At UNM Hospital, ~50% of patients are admitted to the Internal Medicine (IM) service. Significant delays occur at the time of admission. These delays contribute to numerous downstream consequences, including poor patient care, increased hospital complication rates, decreased patient and provider satisfaction, and increased patient length of stay. IM admission times are calculated as the time between the ED “Consult to Inpt Medicine” order and the IM “Admit/Observation Order” (for which the IM “Bed Request” can serve as a surrogate). Median and average admission times are 4 hours 42 minutes and 5 hours 50 minutes, respectively. According to Hospital Compare, UNM is a one star facility. Admission delays contribute to this poor rating under “Timely and Effective Care” sub-category. By 8/1/2020, this project aims to decrease the time between the EM “Consult to Inpt Medicine” and IM admission order set to less than 2 hours on average.
The Internal Medicine department staffed a new Triage Hospitalist position on eight days between November 1st and December 31st 2019. The Triage Hospitalists are responsible for the expedited evaluation and admission of ED patients, the clinical care of ED patients awaiting admission to IM, the evaluation and transfer of patients from critical care and surgical services to IM, and the distribution of new patients and transfers to the different IM services. Qualitative feedback on pilot program strengths and weaknesses was collected from ED and IM clinicians throughout the pilot via REDCap. On pilot days, the Triage Hospitalist recorded multiple data points using REDCap, including patient name, MRN, patient arrival time, “Consult to Inpt Medicine” order timestamp, start time of attending to attending handoff, estimated duration of attending to attending handoff, final admission decision, and “Bed Request” order timestamp. Retrospective chart review identified “Admit/Observation” timestamp, “Discharge Patient” timestamp, and recidivism. Adhering to the Plan-Do-Study-Act framework, data prompted continuous pilot improvement. Exemplar changes include requiring an attending to attending handoff for admissions, requiring the “Consult to Inpt Medicine” order being placed before the attending to attending handoff starts, and integration of TigerConnect into the ED IM communication pathway. Now fully implemented, the triage hospitalist position will be staffed by an IM attending physician from 7am-10pm between January 1st and June 30th, and 24 hours per day thereafter.
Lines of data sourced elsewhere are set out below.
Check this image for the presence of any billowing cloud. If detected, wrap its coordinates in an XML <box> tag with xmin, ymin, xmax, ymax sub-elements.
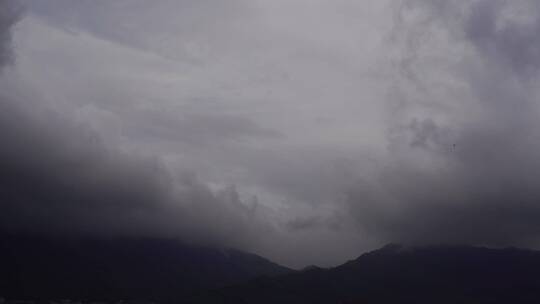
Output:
<box><xmin>0</xmin><ymin>0</ymin><xmax>540</xmax><ymax>266</ymax></box>
<box><xmin>349</xmin><ymin>1</ymin><xmax>540</xmax><ymax>246</ymax></box>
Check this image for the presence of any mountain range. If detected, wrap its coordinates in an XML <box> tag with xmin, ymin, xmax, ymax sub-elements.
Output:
<box><xmin>0</xmin><ymin>237</ymin><xmax>540</xmax><ymax>304</ymax></box>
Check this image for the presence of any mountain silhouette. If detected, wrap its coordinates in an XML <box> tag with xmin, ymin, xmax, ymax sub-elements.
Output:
<box><xmin>191</xmin><ymin>244</ymin><xmax>540</xmax><ymax>304</ymax></box>
<box><xmin>0</xmin><ymin>237</ymin><xmax>291</xmax><ymax>301</ymax></box>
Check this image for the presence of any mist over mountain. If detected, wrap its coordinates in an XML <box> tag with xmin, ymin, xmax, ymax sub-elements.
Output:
<box><xmin>0</xmin><ymin>236</ymin><xmax>292</xmax><ymax>301</ymax></box>
<box><xmin>192</xmin><ymin>244</ymin><xmax>540</xmax><ymax>303</ymax></box>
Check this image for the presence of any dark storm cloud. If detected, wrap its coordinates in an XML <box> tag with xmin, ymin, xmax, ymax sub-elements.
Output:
<box><xmin>348</xmin><ymin>0</ymin><xmax>540</xmax><ymax>246</ymax></box>
<box><xmin>124</xmin><ymin>110</ymin><xmax>282</xmax><ymax>146</ymax></box>
<box><xmin>0</xmin><ymin>0</ymin><xmax>21</xmax><ymax>67</ymax></box>
<box><xmin>0</xmin><ymin>1</ymin><xmax>265</xmax><ymax>246</ymax></box>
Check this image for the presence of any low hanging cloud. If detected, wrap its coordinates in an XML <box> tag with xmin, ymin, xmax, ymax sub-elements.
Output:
<box><xmin>0</xmin><ymin>1</ymin><xmax>267</xmax><ymax>247</ymax></box>
<box><xmin>348</xmin><ymin>0</ymin><xmax>540</xmax><ymax>246</ymax></box>
<box><xmin>5</xmin><ymin>0</ymin><xmax>540</xmax><ymax>266</ymax></box>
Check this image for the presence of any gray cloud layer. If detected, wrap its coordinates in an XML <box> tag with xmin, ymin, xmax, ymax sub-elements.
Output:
<box><xmin>0</xmin><ymin>0</ymin><xmax>540</xmax><ymax>266</ymax></box>
<box><xmin>349</xmin><ymin>1</ymin><xmax>540</xmax><ymax>246</ymax></box>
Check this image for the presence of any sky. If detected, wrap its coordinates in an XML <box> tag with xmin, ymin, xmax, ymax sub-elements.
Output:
<box><xmin>0</xmin><ymin>0</ymin><xmax>540</xmax><ymax>268</ymax></box>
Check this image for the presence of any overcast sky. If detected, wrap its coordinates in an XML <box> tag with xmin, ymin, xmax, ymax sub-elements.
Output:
<box><xmin>0</xmin><ymin>0</ymin><xmax>540</xmax><ymax>267</ymax></box>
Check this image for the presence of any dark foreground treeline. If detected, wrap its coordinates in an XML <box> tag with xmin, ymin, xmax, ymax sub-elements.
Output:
<box><xmin>0</xmin><ymin>238</ymin><xmax>540</xmax><ymax>304</ymax></box>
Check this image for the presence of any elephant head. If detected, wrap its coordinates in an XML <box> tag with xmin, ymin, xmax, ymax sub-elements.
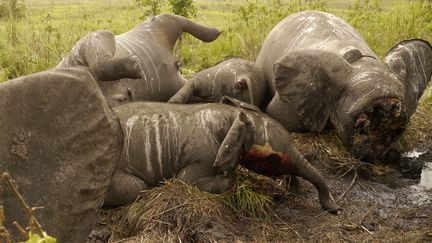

75 patients were evaluated by the Triage Hospitalist during the 8 pilot shifts. The “Consult to Inpt Medicine” order was placed by the ED 28.6% of the time. Maximum delay between “Consult to Inpt Medicine” order timestamp and start time of attending to attending handoff was 7 minutes. Average duration of the attending to attending handoff was 3.41 minutes. Attending to attending handoff occurred at the patient’s bedside 60.7% of the time. Average time from ED’s “Consult to Inpt Medicine” order to IM “Bed Request” order was 40 minutes. Median and average time between IM “Bed Request” and the IM “Admit/Observation Order” was 1 hour 50 minutes and 2 hours 22 minutes, respectively. 56 (75.7%) patients were admitted to IM and 16 (24.3%) patients were dispositioned elsewhere. 5 patients (6.7%) were discharged from IM the following day. 1 patient (1.3%) was transferred to another service following admission to IM. 1 patient (1.3%) was re-admitted within 72 hours of discharge from IM. Qualitative feedback from ED and IM clinicians was overwhelmingly positive.